Was originally planned to end with the production number "Petting in the Park", but after seeing the complete numbers, the studio added the politically charged "My Forgotten Man" at the end, pointing out that while the cast is "in the money", many others were not Depression-era America were not. Remains of the old order are visible; in the final backstage scene, Ruby Keeler and the chorus girls are all wearing costumes for the number "Petting in the Park".
Cut from the release print was Ginger Rogers' version of "I've Got to Sing a Torch Song" (music by Harry Warren, lyrics by Al Dubin), crooned atop a piano. Ginger's prerecording still exists.
The musical numbers were added to the film after it was already finished due to the enormous success of Busby Berkeley's routines in 42nd Street (1933).
At one point Barney Hopkins (Ned Sparks) yells, "Cancel my contract with Warren and Dubin!" Harry Warren and Al Dubin were the most successful songwriting team in Hollywood at that time, and Warren in fact wrote all the songs for this picture.
Various people, including director Mervyn LeRoy and choreographer Busby Berkeley, have claimed credit for Ginger Rogers' pig-Latin rendition of "We're in the Money". In her autobiography, Rogers gives the credit to then Warner Bros executive Darryl F. Zanuck.
In the same scene where Ned Sparks yells, "Cancel my contract with Warren and Dubin!" he refers in passing to "the Astaires". At the time this film was being made, Fred Astaire and his sister Adele Astaire were the reigning brother/sister duo on Broadway. Fred's next partner Ginger Rogers is in this scene where he and his sister are mentioned.

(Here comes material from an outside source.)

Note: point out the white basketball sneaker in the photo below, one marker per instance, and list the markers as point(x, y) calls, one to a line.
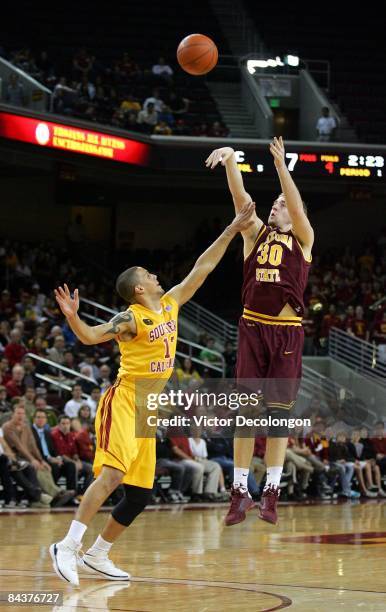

At 5:55 PM PST on March 10, 1933, the Long Beach earthquake hit southern California, measuring 6.4 on the Richter scale. When the earthquake hit, Busby Berkeley was filming the "Shadow Waltz" dance sequence on a sound stage on the Warner Brothers lot in Burbank. The earthquake caused a blackout on the sound stage and short-circuited some of the neon-tubed violins. Berkeley was almost thrown from a camera boom, and dangled by one hand until he could pull himself back up. Since many of the chorus girls in the dance number were on a 30-foot-high scaffold, Berkeley yelled for them to sit down and wait until the stage hands and technicians could open the sound stage doors and let in some light.
According to the final shooting script, Gold Diggers was supposed to end with a reprise of the Gold Diggers Song (We're in the Money), preceded by the Shadow Waltz. Pettin' in the Park was paired with 'Remember my Forgotten Man' much earlier in the film.